China to 'take rightful place' in gold market

By Cecily Liu (China Daily) Updated: 2015-08-17 07:31

China to 'take rightful place' in gold market

The Shanghai Gold Exchange is to launch the yuan-denominated gold index this year, predicted to increase China's gold pricing power. [Photo provided to China Daily]

Growth in the global gold market is shifting from West to East and China should further liberalize its gold exchanges. This will allow international participation with the country finally "taking its place" in the world market, said Roland Wang, managing director for China at the World Gold Council.

Wang pointed out that the expansion of strong gold trading hubs in Asia will improve price discovery, liquidity, transparency and efficiency. This in turn will transform the landscape of the gold market which will benefit China.

One catalyst for China's increasing gold pricing power is the much-talked-about yuan-denominated gold index, expected to be launched by the Shanghai Gold Exchange by the end of this year.

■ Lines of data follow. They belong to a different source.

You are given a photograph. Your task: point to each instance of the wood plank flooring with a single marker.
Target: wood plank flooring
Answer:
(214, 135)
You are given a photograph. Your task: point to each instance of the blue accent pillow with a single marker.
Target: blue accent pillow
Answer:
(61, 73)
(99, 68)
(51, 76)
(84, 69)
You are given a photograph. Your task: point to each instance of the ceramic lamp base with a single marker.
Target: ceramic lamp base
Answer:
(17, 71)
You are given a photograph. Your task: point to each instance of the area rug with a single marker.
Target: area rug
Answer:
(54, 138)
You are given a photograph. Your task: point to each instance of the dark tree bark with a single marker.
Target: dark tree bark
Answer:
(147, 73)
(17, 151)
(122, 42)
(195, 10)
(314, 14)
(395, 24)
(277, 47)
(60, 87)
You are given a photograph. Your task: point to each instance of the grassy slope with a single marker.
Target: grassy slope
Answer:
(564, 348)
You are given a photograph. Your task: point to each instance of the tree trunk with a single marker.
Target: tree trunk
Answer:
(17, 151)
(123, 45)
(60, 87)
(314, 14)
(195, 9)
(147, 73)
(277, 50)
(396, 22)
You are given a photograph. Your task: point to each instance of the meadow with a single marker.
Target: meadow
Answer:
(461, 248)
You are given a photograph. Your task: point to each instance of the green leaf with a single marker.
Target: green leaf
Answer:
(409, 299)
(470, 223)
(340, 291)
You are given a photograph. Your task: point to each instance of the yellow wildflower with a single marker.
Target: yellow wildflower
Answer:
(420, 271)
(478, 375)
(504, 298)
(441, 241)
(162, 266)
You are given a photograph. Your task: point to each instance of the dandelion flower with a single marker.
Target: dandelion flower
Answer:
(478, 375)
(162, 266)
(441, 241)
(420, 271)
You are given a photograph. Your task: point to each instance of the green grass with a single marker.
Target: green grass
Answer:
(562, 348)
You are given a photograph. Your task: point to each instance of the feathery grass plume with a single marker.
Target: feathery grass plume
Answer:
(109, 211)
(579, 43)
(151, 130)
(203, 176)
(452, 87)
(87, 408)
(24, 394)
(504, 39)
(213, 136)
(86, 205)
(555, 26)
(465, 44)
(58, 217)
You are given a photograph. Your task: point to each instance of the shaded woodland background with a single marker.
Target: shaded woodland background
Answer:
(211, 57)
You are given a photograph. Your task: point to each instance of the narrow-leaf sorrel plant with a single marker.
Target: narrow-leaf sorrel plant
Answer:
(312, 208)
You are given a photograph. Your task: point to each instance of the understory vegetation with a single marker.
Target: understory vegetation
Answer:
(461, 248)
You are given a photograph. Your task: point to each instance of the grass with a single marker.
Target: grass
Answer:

This new gold index will provide competition to the London Gold Fix, which is currently the global reference point for the industry, meaning that gold buyers and sellers will look to the benchmark to determine the exact price of their specific trade.

The Shanghai Gold Exchange was established in 2002 to centralize China's gold trading. It now consists of a Main Board for Chinese traders and an International Board, which is dedicated to foreign investors.

Currently the Main Board and International Board are separate from each other because the yuan is not freely convertible and China's capital controls mean financial trades made by domestic and foreign traders have to be separate in order to help maintain currency control.

But once the yuan can be freely converted, the two boards are expected to merge and the SGE will become a gold exchange center globally, with Shanghai taking its place as one of the three major international gold exchanges, alongside New York and London, Wang said.

While China is a big consumer of gold globally, it still lacks pricing power.

Wang said Chinese banks need to increase their participation in international gold exchanges so that the demand and supply of gold in China can be reflected in prices in global markets.

"China's lack of international participation tends to directly affect China's competition for gold price-fixing power," Wang added.

"Only by involving Chinese financial institutions in the global gold fix mechanism, and by advancing (yuan-) denominated commodities to encourage foreign investors to conduct business in the China market, can China increase its gold price-fixing power accordingly."

One major milestone in China's participation on international gold exchanges is Bank of China becoming the first Chinese lender to join the London Gold Fix, among seven other banks.

Administrated by the ICE Benchmark Administration Ltd, the London Gold Fix is a twice daily electronic auction held in London which determines the benchmark gold price.

Wang said this move by the Bank of China will reinforce the connection between the Chinese and overseas markets, with the international gold price better reflecting supply and demand in China, as well as promoting the internationalization of the Chinese gold market.

"Bank of China's participation in the Gold Fix is the first step for China being the largest gold market in the world, and to become a gold trading center along with London and New York," Wang said.

In the long term China's increasing gold pricing power globally will fuel the yuan's internationalization. The International Board of the SGE looks certain to offer a range of yuan-denominated products in future for foreign investors to trade in, which in turn will increase liquidity for the yuan internationally.